From: David Cake <dave_at_...>
Date: Mon, 11 Feb 2002 14:41:31 +0800


>
>None, of course. Edges aren't needed (they seldom are).

        Yes. Edges really aren't important.

> What it is is
>a high AP stake. When you're w3, you can easily make a 50 point bid.
>And win with it.
>
>> Even if ranks cancel each other out,you can still attack and be successful.
>
>Ranks almost always cancel out, which is why they aren't important.
>Don't worry about them.
>
>The only time I'd consider using ranks is for something inherently
>large and powerful. A club swung by a great troll is going to do more
>damage than one swung by a human -- and the difference is almost
>always going to be a part of the story.

        Ranks are (as David alludes to) basically designed so that you can use them when you wish weapons and armour to be important, and completely ignore them when they aren't. For the majority of combats, you can safely assume that everyone has weapons and armour that are equivalent, and ignore them, if that's what you want to do.
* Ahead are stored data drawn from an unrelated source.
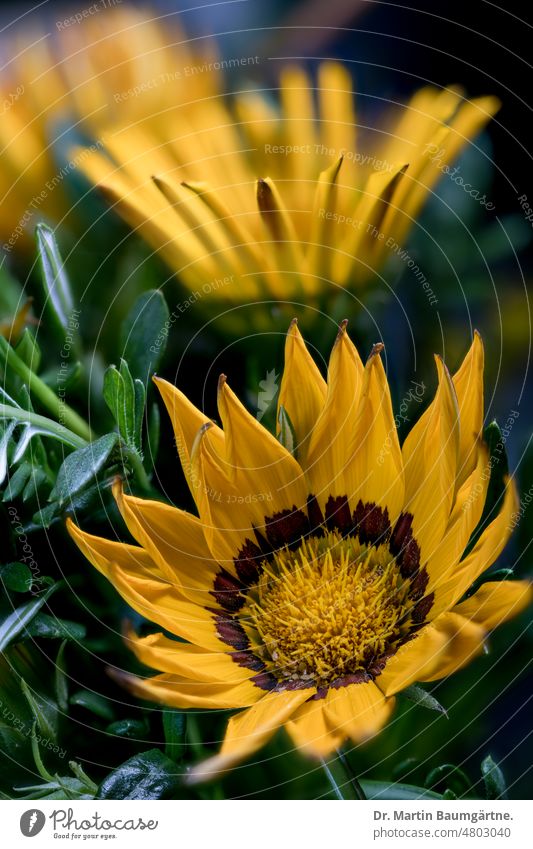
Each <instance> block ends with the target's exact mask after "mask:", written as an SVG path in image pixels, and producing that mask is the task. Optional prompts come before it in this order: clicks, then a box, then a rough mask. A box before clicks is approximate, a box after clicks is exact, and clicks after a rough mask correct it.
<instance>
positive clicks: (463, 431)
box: [453, 331, 484, 487]
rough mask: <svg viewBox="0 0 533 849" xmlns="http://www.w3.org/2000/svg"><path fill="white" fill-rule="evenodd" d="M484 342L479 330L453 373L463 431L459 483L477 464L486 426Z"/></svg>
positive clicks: (460, 455)
mask: <svg viewBox="0 0 533 849" xmlns="http://www.w3.org/2000/svg"><path fill="white" fill-rule="evenodd" d="M483 362H484V355H483V342H482V340H481V336H480V335H479V333H478V332H477V331H475V333H474V340H473V342H472V345H471V346H470V350H469V351H468V353H467V355H466V357H465V358H464V360H463V362H462V364H461V366H460V368H459V369H458V371H457V372H456V373H455V374H454V376H453V384H454V386H455V391H456V393H457V404H458V407H459V418H460V422H461V432H460V440H459V461H458V464H457V486H458V487H459V486H461V484H462V483H463V482H464V481H465V480H466V479H467V477H468V476H469V475H470V474H471V473H472V471H473V470H474V468H475V465H476V456H477V452H476V445H477V442H478V439H479V438H480V436H481V433H482V430H483V412H484V406H483Z"/></svg>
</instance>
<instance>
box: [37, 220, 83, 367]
mask: <svg viewBox="0 0 533 849" xmlns="http://www.w3.org/2000/svg"><path fill="white" fill-rule="evenodd" d="M36 237H37V249H38V253H39V265H40V269H41V281H42V286H43V290H44V295H45V299H46V306H47V307H48V309H49V311H50V314H51V317H52V320H53V321H54V323H55V325H56V329H57V330H58V332H59V337H60V338H61V340H62V341H64V340H65V336H66V335H67V334H69V335H72V336H73V337H74V339H73V341H72V343H71V344H72V347H73V348H74V350H76V352H77V353H79V351H78V345H77V343H76V340H75V336H76V333H75V332H73V331H75V330H77V327H74V326H73V317H75V316H76V315H77V311H76V310H74V299H73V297H72V291H71V288H70V283H69V280H68V277H67V274H66V271H65V267H64V265H63V260H62V258H61V254H60V253H59V248H58V246H57V242H56V240H55V236H54V233H53V230H51V229H50V227H47V226H46V224H38V225H37V227H36ZM75 323H76V324H77V320H76V321H75Z"/></svg>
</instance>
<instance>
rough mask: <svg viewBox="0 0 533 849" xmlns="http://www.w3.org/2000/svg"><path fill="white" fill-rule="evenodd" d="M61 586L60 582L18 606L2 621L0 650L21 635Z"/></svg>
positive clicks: (0, 639) (1, 622) (9, 643)
mask: <svg viewBox="0 0 533 849" xmlns="http://www.w3.org/2000/svg"><path fill="white" fill-rule="evenodd" d="M59 586H60V582H58V583H56V584H54V585H53V586H51V587H49V588H48V589H47V590H46V592H44V593H43V594H42V595H41V596H38V597H37V598H33V599H32V600H31V601H28V602H26V604H23V605H21V606H20V607H17V609H16V610H14V611H13V612H12V613H10V615H9V616H8V617H7V618H6V619H4V621H3V622H1V623H0V651H4V649H5V648H6V647H7V646H8V645H9V644H10V643H12V642H13V640H15V639H16V638H17V637H18V636H19V634H20V633H21V631H23V630H24V628H26V626H27V625H28V624H29V623H30V622H31V620H32V619H33V617H34V616H35V615H36V614H37V613H38V612H39V610H40V609H41V607H42V606H43V604H45V603H46V602H47V601H48V599H49V598H50V596H51V595H52V593H53V592H55V591H56V589H57V588H58V587H59Z"/></svg>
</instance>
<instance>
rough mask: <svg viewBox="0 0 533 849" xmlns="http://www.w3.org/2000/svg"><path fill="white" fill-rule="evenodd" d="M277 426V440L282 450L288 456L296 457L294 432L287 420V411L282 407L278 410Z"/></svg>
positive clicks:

        Now, if your heroes are ambushed in the bath by heavily armoured troopers, the heightened sense of danger that places them in is significant to the plot, so you should use ranks to represent that. If a particular opponent is not skilled, but potentially very damaging, you can use ranks to represent that. If a particular opponent is almost immune to the petty weapons of its opponents, you can use ranks to represent that. If a particular player wants to play that his character always uses a particularly impressive weapon, you can use ranks for that. But most of the time, you can happily ignore them.

        Its important to note that ranks are only important if the ability scores are relatively close.

        Your example is a good one to illustrate how the HW rules work - if you have a huge rank disadvantage (you are armed with knives/pointy sticks/long fingernails, your enemy has powered battle armour) but you have a huge ability advantage (close to a level of mastery or more), you will probably win anyway. The ranks mostly just mean on the rare occasions when you do lose, you get hurt more.

        It does have one arguably important consequence, if your characters tend to play the odds - without edges, the mathematically best strategy for the superiour opponent is to bet small, which makes for boring contests. If the underdog has a big advantage in ranks, that's not necessarily true, so it can encourage more dramatic actions from your heroes if you have a problem in that direction.

        Extended contests have the desired consequence that heroic characters tend to be heroic, and not hampered by petty realism. YMMV as to whether this is what you want in a game, and if you desperately want more 'realism' there are ways to do it (eg give bonuses for superiour equipment as well as edges), but HW is designed to simulate stories not simulate physics.